本文由 AI 分析生成
建立時間: 2026-03-27 來源: https://arxiv.org/abs/2603.04356
Summary
RoboCasa365 is a large-scale kitchen simulation benchmark for training and evaluating generalist household robots. It provides 365 tasks (65 atomic + 300 composite) across 2,500 kitchen scenes, paired with 2,000+ hours of demonstration data (612h human + 1,615h synthetic via MimicGen). Accepted to ICLR 2026. Key finding: foundation model pretraining on diverse tasks yields ~3x data efficiency improvement on downstream tasks.
RoboCasa365 是一個大規模廚房模擬基準,提供 365 個任務(65 個原子 + 300 個複合)跨 2,500 個廚房場景,配備 2,000+ 小時示範資料(612 小時人類 + 1,615 小時 MimicGen 合成)。核心發現:在多樣化任務上進行基礎模型預訓練可帶來約 3 倍的下游任務數據效率提升。
Prerequisites
- Mobile manipulation — many tasks (220/365) require combined base navigation + arm manipulation; understanding this distinction is key to interpreting the results split
- Behavior cloning / imitation learning — all baselines are trained via supervised learning on demonstrations; BC is the baseline against which foundation models are compared
- MimicGen — the synthetic data generation pipeline used to scale from human demos to 1,615h of training data; knowing it auto-generates trajectories from a small seed set explains the “mixed-quality” concern
- π₀ / GR00T N1.5 — the foundation model baselines; familiarity with VLA-style models helps contextualize the 20-51% performance range
Core Idea
The core contribution is a benchmark that stresses compositional generalization — combining atomic skills in unseen sequences — which is the primary failure mode of current robot policies. The 365-task design is deliberate: 65 atomic tasks that cover the skill primitives, and 300 composite tasks that chain them in training-seen and training-unseen combinations. The benchmark tests three paradigms simultaneously (multi-task, foundation model pretraining, lifelong learning), allowing apples-to-apples comparison. The sim-to-real gap is addressed by training on 2,500 diverse kitchen scenes; the real-world result (79.8% vs 61.8% for sim+real vs real-only) validates the sim data’s utility.
Results
| Method | Atomic | Composite-Seen | Composite-Unseen | Avg |
|---|---|---|---|---|
| Diffusion Policy | 15.7% | 0.2% | 1.25% | 6.1% |
| π₀ | 36.3% | 5.2% | 0.7% | 15.0% |
| π₀.₅ | 39.6% | 7.1% | 1.2% | 16.9% |
| GR00T N1.5 | 43.0% | 9.6% | 4.4% | 20.0% |
| GR00T N1.5 + pretraining + 100% target data | — | — | — | 51.1% |
Sim-to-real: Sim+real training → 79.8% vs real-only baseline → 61.8% (+18pp)

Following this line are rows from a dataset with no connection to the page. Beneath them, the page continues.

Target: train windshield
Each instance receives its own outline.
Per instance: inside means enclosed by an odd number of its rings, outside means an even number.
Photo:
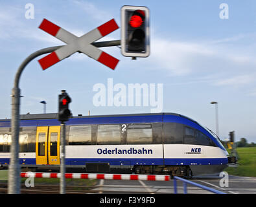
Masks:
[[[213,137],[215,137],[216,140],[218,141],[218,142],[220,144],[220,145],[221,146],[223,146],[222,143],[220,142],[220,138],[217,136],[217,135],[216,135],[213,131],[211,131],[210,129],[207,128],[207,127],[204,127],[211,135],[212,135],[213,136]]]

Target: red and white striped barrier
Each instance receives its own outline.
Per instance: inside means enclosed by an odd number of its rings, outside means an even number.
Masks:
[[[60,179],[60,173],[21,173],[21,177],[37,177]],[[104,179],[130,180],[170,181],[170,175],[129,175],[129,174],[97,174],[97,173],[65,173],[66,179]]]
[[[76,52],[81,52],[100,63],[115,69],[119,60],[103,52],[91,43],[119,28],[114,19],[78,38],[46,19],[40,28],[67,43],[54,52],[38,60],[43,70],[67,58]]]

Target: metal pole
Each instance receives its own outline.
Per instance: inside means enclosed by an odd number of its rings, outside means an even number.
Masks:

Pretraining data efficiency: ~3x improvement with foundation model pretraining vs. training from scratch on target data only.
Limitations
- Author-stated: Limited to kitchen environments; generalization findings may not transfer to other household settings
- Author-stated: Simulation cannot capture full sensory and physical complexity of real-world deployment
- Author-stated: Sim-to-real gap “remains a significant challenge”

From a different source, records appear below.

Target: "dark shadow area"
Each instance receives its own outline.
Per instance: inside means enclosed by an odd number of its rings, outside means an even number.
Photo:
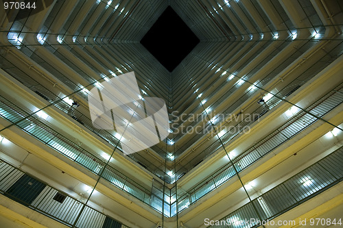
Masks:
[[[170,6],[141,40],[169,72],[173,71],[199,42],[198,37]]]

- Unstated: Even the best model (GR00T N1.5 fine-tuned) achieves only 51.1% average — composite-unseen tasks remain largely unsolved (4.4% is low)

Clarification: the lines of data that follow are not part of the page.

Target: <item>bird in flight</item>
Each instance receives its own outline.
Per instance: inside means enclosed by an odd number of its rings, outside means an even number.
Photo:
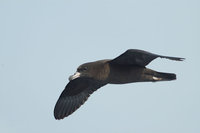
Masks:
[[[146,68],[157,57],[175,61],[184,60],[184,58],[129,49],[112,60],[99,60],[80,65],[76,73],[69,77],[69,83],[55,105],[55,119],[63,119],[72,114],[94,91],[106,84],[175,80],[174,73],[157,72]]]

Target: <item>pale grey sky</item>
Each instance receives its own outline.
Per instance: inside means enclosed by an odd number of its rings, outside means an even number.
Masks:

- Unstated: MimicGen synthetic data showed “mixed results” — large mixed-quality datasets don’t reliably improve generalization, suggesting data quality matters more than quantity
Reproducibility
- Code/Data: Open-sourced at https://robocasa.ai; all trained models released
- Datasets: 612h human demos (55k episodes) + 1,615h MimicGen synthetic; 2,500 kitchen scenes
- Compute: Training details not specified in available content; GR00T N1.5 is a large foundation model requiring significant GPU resources
Insights
The most important negative result: even with 2,000+ hours of data and the best available foundation models, composite-unseen task performance remains near-floor (1–4%). This suggests current approaches — even at scale — have not solved compositional generalization for robot manipulation. The 3x pretraining efficiency gain is encouraging but the absolute numbers tell a more sobering story.
The sim-to-real result (+18pp) is practically significant: it means large-scale simulation data is genuinely useful for real-world deployment, not just benchmarking. This validates investing in simulation infrastructure for labs that lack extensive real-world data collection capacity.